Virgin Records  |  2010
8 / 10
par Jeff  |  le 20 mai 2010

Avant même d'avoir écouté ce disque, nous avions déjà deux bonnes raisons d'aimer Laura Marling. Tout d'abord, lorsqu'elle faisait partie des magnifiques Noah & The Whale et qu'elle vivait une histoire d'amour épanouissante avec leur tête pensante Charlie Fink, la donzelle avait une influence non négligeable sur les compositions enlevées et euphoriques du groupe londonien. Ensuite, lorsqu'elle quitta le groupe peu de temps après avoir quitté Chris Fink, son départ eut une influence énorme et évidente sur l'écriture du jeune homme, qui finit par accoucher l'année dernière d'un The First Days of Spring aussi beau que sombre, sur lequel planait l'ombre d'un être aimé parti trop tôt. Mais aujourd'hui, nous avons une troisième bonne raison d'aimer la charmante Laura Marling: avec son deuxième album, elle signe l'une des toutes meilleures galettes folk de 2010, un disque qui témoigne d'un incroyable maturité dans le chef d'une artiste de 20 ans à peine qui, en dix morceaux seulement, frappe fort et fait étalages des bonds de géants effectués depuis la sortie du très prometteur Alas, I Cannot Swim.

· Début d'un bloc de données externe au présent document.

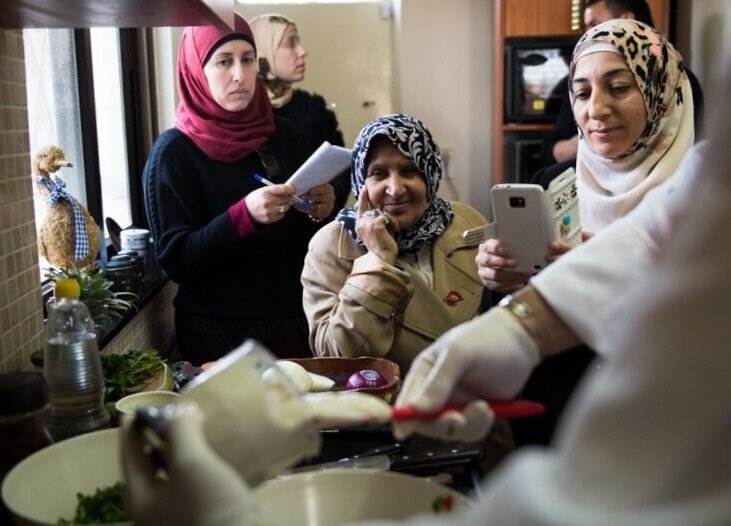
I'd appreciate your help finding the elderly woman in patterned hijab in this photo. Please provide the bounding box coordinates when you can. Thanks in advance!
[302,114,512,470]
[302,114,486,373]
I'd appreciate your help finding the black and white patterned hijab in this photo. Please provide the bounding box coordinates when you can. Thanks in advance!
[335,113,454,254]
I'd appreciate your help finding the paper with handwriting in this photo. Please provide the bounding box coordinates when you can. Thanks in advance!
[287,141,351,195]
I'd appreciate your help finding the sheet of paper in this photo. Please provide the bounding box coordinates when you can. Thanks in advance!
[287,141,351,195]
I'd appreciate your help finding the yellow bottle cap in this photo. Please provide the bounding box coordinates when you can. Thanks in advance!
[53,278,81,299]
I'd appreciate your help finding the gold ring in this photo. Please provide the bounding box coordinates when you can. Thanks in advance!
[361,208,383,217]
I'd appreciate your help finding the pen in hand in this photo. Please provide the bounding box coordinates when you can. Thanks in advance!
[254,174,312,208]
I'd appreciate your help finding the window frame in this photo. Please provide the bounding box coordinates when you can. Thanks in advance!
[41,28,158,326]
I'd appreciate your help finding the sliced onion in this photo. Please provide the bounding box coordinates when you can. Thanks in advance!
[345,369,386,389]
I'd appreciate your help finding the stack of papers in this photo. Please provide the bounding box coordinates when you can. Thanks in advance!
[287,141,351,196]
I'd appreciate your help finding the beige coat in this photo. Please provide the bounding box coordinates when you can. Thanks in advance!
[302,203,487,376]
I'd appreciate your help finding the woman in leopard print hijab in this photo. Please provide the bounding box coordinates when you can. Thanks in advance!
[569,19,694,232]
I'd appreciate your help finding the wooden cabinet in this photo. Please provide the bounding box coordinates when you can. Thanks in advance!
[504,0,584,37]
[492,0,671,184]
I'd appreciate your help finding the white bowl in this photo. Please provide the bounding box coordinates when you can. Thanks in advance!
[2,429,131,526]
[255,469,472,526]
[114,391,181,414]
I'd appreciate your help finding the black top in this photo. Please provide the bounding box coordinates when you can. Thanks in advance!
[480,159,596,446]
[143,117,326,318]
[539,68,703,166]
[274,89,350,213]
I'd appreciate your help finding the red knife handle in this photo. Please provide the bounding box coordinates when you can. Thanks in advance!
[391,400,546,422]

Pourtant, on ne peut pas dire que les choses avaient bien commencé. Sur l'inaugural "Devil's Spoke", Laura Marling, semble s'effacer derrière une instrumentation sombre, rocailleuse et clairement country. Et ceux qui connaissent un peu la demoiselle vous le diront, Laura Marling n'est pas du genre à inonder l'espace de sa présence. C'est plutôt même le contraire. Aussi, cette mise en bouche sert un objectif unique: nous prouver par a plus b que l'Anglaise rayonne dans une configuration minimaliste. Ce qu'elle va d'ailleurs s'employer à faire à la perfection pendant la bonne demi-heure qui suit et régaler les amateurs d'un certain folk, apaisé et apaisant, qui ne sera pas sans rappeler ce qu'on pu faire des pionnières comme Joni Mitchell ou Joan Baez il y a quelques décennies. Sur des titres qui résonnent comme autant de douces caresses empreintes tantôt de tristesse, tantôt d'optimisme, le sens mélodique inné de Laura Marling se met au service de morceaux limpides et de textes somptueusement écrits. Avec beaucoup de simplicité et sans jamais tomber dans le pathos exagéré, Laura Marling y parle de la vie sous tous ses aspects, mais aborde aussi la douloureuse rupture avec Chris Fink, exprimant probablement sur I Speak Because I Can certaines choses qu'elle ne pourrait jamais dire en face. Et forcément, on se dit qu'en 2010, jamais l'amour et ses petites contrariétés ne sembleront aussi beaux et attachants.